Discovery takes over HBO, CNN and Warner Bros., creating a new media giant

The deal combines two treasure troves of content and foreshadows new changes in the streaming era.

The newly formed company, Warner Bros. Discovery, will begin trading on Monday. Zaslav said he would hold a public meeting for employees of the merged company later in the week.

“I’m confident that our collective energy and sincere love for these companies and brands will build the fastest growing media and entertainment company in the world,” Zaslav said in a memo to employees Friday afternoon.

Zaslav said Warner Bros. Discovery “can propel the creation of high-quality content; create more opportunities for underrepresented storytellers and independent creators; and provide customers with more innovative video experiences and points of engagement.”

The deal, first announced last May, is a watershed moment for Zaslav and his longtime deputies at Discovery, best known for brands like Animal Planet, TLC and HGTV. The merger adds HBO, CNN, TNT, Turner Sports, film studio Warner Bros. and a host of other media assets to the company.

Setting the stage to compete with Disney and Netflix, Zaslav said in Friday’s note that “we are well positioned to become a premier streaming competitor.”

He confirmed that the major streaming services on either side of the business, HBO Max and Discovery+, will be combined “into one product going forward”.

The merger propels Zaslav to the top of the media industry, controlling everything from a legendary movie studio to a global news network.

As Rich Greenfield, the influential media analyst at LightShed Partners, told CNN Business, “David can actually beat Goliath!” Greenfield said “Zaslav and his team find themselves in a position that was unimaginable two years ago – sitting near the top of Hollywood.”

Shareholders of AT&T (J), which spun off WarnerMedia earlier this week, owns 71% of the shares of the new company and Discovery shareholders own 29%. But the deal represents AT&T’s reversal of an earlier plan to become a media heavyweight. With Friday’s deal “closed,” on Wall Street, AT&T officially unwound its 2018 takeover of Time Warner and refocused on its core business.

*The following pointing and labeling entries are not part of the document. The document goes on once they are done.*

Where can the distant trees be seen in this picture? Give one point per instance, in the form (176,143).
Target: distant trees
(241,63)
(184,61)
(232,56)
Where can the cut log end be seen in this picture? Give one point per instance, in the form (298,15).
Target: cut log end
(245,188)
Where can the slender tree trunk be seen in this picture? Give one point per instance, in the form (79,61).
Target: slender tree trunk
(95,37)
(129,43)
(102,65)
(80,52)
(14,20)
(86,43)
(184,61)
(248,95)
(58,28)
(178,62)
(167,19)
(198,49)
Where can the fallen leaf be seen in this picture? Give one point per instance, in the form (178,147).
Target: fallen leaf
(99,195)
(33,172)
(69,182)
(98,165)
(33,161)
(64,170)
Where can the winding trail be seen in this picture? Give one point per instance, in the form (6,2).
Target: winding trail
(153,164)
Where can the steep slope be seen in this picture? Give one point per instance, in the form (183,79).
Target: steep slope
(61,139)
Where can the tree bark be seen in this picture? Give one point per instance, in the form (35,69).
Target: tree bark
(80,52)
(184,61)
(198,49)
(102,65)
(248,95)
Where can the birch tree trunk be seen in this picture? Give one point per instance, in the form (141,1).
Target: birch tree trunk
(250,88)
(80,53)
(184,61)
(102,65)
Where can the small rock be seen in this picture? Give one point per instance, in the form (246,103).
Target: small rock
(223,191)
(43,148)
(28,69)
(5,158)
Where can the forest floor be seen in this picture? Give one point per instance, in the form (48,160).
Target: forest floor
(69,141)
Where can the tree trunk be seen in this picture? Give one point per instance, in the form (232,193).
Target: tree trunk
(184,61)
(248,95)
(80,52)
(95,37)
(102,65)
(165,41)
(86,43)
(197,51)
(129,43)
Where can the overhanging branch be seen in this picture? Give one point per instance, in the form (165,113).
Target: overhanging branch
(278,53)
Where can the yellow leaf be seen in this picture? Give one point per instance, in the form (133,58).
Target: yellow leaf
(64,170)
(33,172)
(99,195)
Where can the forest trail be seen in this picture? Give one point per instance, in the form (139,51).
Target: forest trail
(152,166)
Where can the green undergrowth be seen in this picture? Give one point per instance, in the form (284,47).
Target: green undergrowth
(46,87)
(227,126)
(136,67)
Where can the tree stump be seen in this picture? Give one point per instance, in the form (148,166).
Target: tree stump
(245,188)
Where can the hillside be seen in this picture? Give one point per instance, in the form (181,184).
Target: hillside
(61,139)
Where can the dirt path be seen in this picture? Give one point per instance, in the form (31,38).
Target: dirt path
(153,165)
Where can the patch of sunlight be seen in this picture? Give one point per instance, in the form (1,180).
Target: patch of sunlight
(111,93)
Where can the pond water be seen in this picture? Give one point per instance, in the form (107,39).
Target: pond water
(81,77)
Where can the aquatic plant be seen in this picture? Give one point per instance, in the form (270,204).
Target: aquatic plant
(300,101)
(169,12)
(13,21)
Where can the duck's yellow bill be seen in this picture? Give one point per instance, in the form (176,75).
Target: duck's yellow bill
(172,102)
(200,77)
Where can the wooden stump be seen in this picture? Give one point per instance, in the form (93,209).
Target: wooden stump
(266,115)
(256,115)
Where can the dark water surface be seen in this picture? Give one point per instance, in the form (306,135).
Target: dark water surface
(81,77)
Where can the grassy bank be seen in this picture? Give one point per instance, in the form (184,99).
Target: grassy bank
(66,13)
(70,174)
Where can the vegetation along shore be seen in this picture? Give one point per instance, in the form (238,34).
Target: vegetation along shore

AT&T CEO John Stankey bid farewell to the media company on Friday in a candid note to staffers. “Coming to this moment was one of the hardest decisions of my life,” he wrote. “I’m sure you’re not surprised that it comes with a good deal of anxiety, disappointment and worry about the changes it would trigger. All things considered, I remain convinced that we have blazed the right path.”

“Over time,” Stankey wrote, “the combination of WarnerMedia and Discovery will birth a stronger company and accelerate the already brisk pace of innovation and change you have established.”

Warner Bros. Discovery is planning $3 billion in what the companies often call “synergies,” meaning the combination will almost certainly lead to layoffs. Already, many senior Warner executives have left the company, including WarnerMedia CEO Jason Kilar, whose last day was Friday.

Zaslav wrote in an internal memo on Thursday that “we are establishing a simpler organizational structure with fewer layers, more accountability and more resources focused on the screen.”

Bruce Campbell, director of Discovery, will oversee all revenue from the new company. JB Perrette will lead global streaming and interactive entertainment. Kathleen Finch will oversee all cable networks except CNN and HBO. CNN will be operated separately, with Chris Licht becoming president and CEO of CNN Global. All will report to Zaslav.

Three key WarnerMedia creative executives will also report directly to Zaslav: Casey Bloys, chief content officer of HBO; Channing Dungey, chairman of Warner Bros. Television Group; and the chairman of Warner Bros. Picture Group, Toby Emmerich.